Project Learning Agenda

In order to meet the requirements of the donor agreements for the AgriFin Accelerate program, Mercy Corps must be able to demonstrate a return on investment in terms of impact on smallholder farmers through this project. Linked to the public benefit of this funding and objectives of the program, AFA will share selected project learning publically, to drive improved understanding of the enviroment for digital services for smallholder farmers.

To achieve its objectives to expand services to one million smallholder farmers, increasing farmer incomes and productivity, AFA seeks to build on the current field of learning linked to these specific learning questions:

  1. What impact has this pilot had on SHF income, productivity and resilience to shocks?
  1. What capacity building tools have the highest impact on SHFs willingness and ability to use digital financial services?
  2. What distribution channels are most effective for delivery of services to SHFs (POS, agents, ATM, merchants etc.)?
  3. How and to what extent have the project partners (in this case, the service providers and the cotton ginners) been successful to achieve scale and commercial sustainability?
  4. What are the main drivers of success and failure of different partnership approaches i.e., Effective partnership models enabling digital financial services for SHF?

Necessary Skills and Experience

Given this is a complex project requiring multi-stakeholder engagement, the consultant will need to have strong communication skills, be highly organized, and be able to problem-solve and adapt as project and partner needs emerge / change through the pilot.
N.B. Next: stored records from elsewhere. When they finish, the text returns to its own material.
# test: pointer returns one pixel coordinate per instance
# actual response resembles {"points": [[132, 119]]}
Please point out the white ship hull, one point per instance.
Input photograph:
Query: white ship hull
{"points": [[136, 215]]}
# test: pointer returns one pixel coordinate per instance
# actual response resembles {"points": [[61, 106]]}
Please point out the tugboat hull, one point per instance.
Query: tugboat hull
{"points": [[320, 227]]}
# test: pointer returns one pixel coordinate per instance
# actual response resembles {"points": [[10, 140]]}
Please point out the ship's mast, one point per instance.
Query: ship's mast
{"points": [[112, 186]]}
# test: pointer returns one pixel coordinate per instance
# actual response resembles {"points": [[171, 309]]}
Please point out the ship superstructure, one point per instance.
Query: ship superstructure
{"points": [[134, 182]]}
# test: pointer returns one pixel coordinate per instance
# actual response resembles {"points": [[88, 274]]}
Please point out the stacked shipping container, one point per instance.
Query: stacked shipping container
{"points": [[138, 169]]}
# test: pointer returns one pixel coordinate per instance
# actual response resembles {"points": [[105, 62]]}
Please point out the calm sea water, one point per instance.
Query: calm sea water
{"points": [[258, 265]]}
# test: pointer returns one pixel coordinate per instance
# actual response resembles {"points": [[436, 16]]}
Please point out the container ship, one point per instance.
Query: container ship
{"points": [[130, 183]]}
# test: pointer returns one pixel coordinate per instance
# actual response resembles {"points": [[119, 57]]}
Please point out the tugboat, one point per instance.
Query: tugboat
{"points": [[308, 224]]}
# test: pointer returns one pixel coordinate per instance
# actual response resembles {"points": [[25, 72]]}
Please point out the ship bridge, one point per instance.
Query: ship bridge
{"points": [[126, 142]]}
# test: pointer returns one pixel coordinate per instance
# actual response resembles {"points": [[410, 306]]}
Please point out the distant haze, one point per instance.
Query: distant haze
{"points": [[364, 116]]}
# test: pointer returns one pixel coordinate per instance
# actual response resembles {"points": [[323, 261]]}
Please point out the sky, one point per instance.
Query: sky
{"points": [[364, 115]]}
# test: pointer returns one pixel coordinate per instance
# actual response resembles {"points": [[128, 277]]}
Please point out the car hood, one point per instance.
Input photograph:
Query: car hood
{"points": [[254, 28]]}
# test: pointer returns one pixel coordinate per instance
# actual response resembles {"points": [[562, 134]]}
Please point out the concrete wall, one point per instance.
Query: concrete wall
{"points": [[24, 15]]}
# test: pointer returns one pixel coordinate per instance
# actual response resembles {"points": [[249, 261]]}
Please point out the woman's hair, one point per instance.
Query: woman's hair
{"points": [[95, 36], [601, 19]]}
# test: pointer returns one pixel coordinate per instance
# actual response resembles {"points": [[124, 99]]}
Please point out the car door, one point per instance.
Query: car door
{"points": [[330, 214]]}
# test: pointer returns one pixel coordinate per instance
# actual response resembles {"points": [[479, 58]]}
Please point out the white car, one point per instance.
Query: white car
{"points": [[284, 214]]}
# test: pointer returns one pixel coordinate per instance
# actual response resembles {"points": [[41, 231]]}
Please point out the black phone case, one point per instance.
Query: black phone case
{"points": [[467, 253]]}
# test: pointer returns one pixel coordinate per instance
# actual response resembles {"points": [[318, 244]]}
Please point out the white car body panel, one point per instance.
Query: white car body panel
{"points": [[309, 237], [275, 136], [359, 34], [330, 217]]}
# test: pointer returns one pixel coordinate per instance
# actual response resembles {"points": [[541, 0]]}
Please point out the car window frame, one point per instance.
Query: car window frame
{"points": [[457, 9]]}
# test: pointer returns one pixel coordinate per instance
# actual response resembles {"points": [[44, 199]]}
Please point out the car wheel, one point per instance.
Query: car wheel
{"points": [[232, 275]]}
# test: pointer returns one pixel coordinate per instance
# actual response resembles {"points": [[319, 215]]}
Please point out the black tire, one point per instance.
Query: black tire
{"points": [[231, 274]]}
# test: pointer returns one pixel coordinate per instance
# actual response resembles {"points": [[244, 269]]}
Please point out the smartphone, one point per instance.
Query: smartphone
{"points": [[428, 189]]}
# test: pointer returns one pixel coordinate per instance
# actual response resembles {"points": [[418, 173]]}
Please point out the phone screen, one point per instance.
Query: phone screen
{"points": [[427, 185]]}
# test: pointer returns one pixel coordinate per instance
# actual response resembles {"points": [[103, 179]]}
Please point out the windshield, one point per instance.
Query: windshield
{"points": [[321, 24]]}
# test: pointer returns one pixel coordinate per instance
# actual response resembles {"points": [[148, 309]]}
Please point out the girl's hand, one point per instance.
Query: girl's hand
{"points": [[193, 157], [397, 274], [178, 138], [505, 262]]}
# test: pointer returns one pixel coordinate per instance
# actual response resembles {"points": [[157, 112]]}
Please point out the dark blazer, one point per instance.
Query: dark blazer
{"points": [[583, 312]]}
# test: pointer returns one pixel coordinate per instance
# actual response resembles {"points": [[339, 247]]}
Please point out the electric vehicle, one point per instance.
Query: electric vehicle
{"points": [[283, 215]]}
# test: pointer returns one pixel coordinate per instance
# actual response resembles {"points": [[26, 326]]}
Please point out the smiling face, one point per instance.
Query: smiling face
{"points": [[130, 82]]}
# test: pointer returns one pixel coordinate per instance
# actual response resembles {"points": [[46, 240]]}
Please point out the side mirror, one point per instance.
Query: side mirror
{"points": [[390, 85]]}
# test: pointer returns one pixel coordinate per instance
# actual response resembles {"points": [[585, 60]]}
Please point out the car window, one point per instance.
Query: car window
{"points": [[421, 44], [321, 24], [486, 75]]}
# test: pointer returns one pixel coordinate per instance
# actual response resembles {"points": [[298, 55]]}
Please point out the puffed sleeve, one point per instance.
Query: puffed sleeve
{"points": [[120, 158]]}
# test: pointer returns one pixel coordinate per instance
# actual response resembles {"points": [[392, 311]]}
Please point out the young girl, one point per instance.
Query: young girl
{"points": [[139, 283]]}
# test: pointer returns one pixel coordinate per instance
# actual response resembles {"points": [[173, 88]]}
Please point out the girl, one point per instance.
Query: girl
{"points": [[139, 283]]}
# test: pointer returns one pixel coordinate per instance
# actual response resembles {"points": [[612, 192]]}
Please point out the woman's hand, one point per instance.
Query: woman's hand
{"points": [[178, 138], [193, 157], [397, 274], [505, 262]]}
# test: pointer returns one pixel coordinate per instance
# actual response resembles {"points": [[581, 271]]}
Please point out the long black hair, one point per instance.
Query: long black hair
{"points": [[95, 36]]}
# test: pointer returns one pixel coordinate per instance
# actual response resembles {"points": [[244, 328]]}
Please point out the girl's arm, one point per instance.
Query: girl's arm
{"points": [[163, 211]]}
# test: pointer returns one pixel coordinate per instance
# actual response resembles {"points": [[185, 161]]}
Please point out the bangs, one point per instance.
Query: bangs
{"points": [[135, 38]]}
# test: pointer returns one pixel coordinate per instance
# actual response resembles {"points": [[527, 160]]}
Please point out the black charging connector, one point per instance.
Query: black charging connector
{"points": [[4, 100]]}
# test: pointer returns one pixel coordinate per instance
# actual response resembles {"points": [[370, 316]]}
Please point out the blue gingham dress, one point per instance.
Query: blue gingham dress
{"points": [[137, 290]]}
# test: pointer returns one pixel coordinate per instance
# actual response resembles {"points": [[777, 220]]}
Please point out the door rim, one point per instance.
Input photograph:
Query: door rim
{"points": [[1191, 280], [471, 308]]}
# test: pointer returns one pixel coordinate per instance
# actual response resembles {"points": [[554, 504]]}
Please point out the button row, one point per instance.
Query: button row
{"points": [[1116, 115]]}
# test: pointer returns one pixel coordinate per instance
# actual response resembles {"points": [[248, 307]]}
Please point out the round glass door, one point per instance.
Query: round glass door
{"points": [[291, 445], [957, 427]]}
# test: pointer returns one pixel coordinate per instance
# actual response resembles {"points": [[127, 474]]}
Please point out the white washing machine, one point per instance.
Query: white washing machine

In addition, they need to demonstrate contract management and donor reporting capability / experience. Knowledge of agriculture and the state of DFS in Zambia is also imperative for the execution of the activities outlines above.

Ownership/Control of Work Product/Publication

Ownership and control of all work products related to this scope of work and partner engagement will belong to AFA and any learnings or publications derived from the work product will require prior written approval from AFA.

Authorship and Acknowledgement

Matters relating to authorship and acknowledgment of any materials produced by the consultant during the course of this engagement are addressed in the main contract agreement entered into between Mercy Corps and consultant for performance of services for AgriFin Accelerate.

Task Manager/Reporting

The Task Manager for this engagement is AFA Zambia Country Director, Christabell Makokha. The consultant will direct all communications to the AFA Zambia country director.

[i] IFAD, Smallholders, food security, and the environment, 2013

[ii] IFAD, “Sub-Saharan Africa: The state of smallholders in agriculture”, Schonberger and Delaney 2011.

[iii] Peck, Anderson, “Segmentation of Smallholder Households: Meeting the Range of Financial Needs in Agricultural Families”, CGAP Focus Note #85, April 2013.

[iv] Dalberg, 2013

[v] Dalberg, 2013

[vi] MasterCard Foundation, “Inflection Point: Unlocking growth in the era of farmer finance”, April 2016

[vii] Dalberg, 2013

[viii] Peck, Anderson, “Segmentation of Smallholder Households: Meeting the Range of Financial Needs in Agricultural Families”, CGAP Focus Note #85, April 2013.